Enerplus’s output rose slightly in the latest quarter, to an average of 85,080 barrels of oil equivalent per day (51% gas and 49% oil) from 84,937 a year earlier.

Cash flow jumped 29.4%, to $155.2 million, or $0.64 a share, from $119.9 million, or $0.50, a year earlier. The big increase came mostly from higher oil prices. The company’s realized oil price rose 21.1%, to $69.67 U.S. per barrel from $57.53.

On March 31, 2018, Enerplus’s long-term debt stood at $660.0 million, or a manageable 16% of its market cap. That’s down from $1.2 billion at the start of 2016. The company also has cash of $396.4 million from its property sales.

Energy stocks: Exploration and development spending up $450 million this year

For 2018, Enerplus is spending between $535 million and $585 million on exploration and development. That’s up from $450 million in 2017. The higher spending should expand output and cash flow.

The company is investing 90% of those funds in its light oil properties in the Williston Basin of North Dakota. It expects to boost output by up to 30% in that region. Enerplus also plans to drill up to three new oil wells in Colorado. Drilling there last year yielded strong results.

The company believes that concentrating on North Dakota offers the best chance of success. The 2017 U.S. tax cuts add to the appeal of drilling in that country.
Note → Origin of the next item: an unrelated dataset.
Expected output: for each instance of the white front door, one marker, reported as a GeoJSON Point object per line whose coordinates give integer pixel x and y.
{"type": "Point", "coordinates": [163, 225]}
With roughly 80% of Enerplus’s current production originating from its U.S. assets, it will realize tax savings starting this year based on the new, lower 21% federal tax rate.

Enerplus will also realize a tax refund of about $85 million U.S. between 2018 and 2021.

Enerplus pays a monthly dividend of $0.01. The annual rate of $0.12 currently yields 0.7%.

The shares are up nearly 40% for 2018. The stock trades at 6.1 times the company’s forecast 2018 cash flow of $2.81 per share.

Recommendation in Canadian Wealth Advisor: Enerplus Corp. is a buy.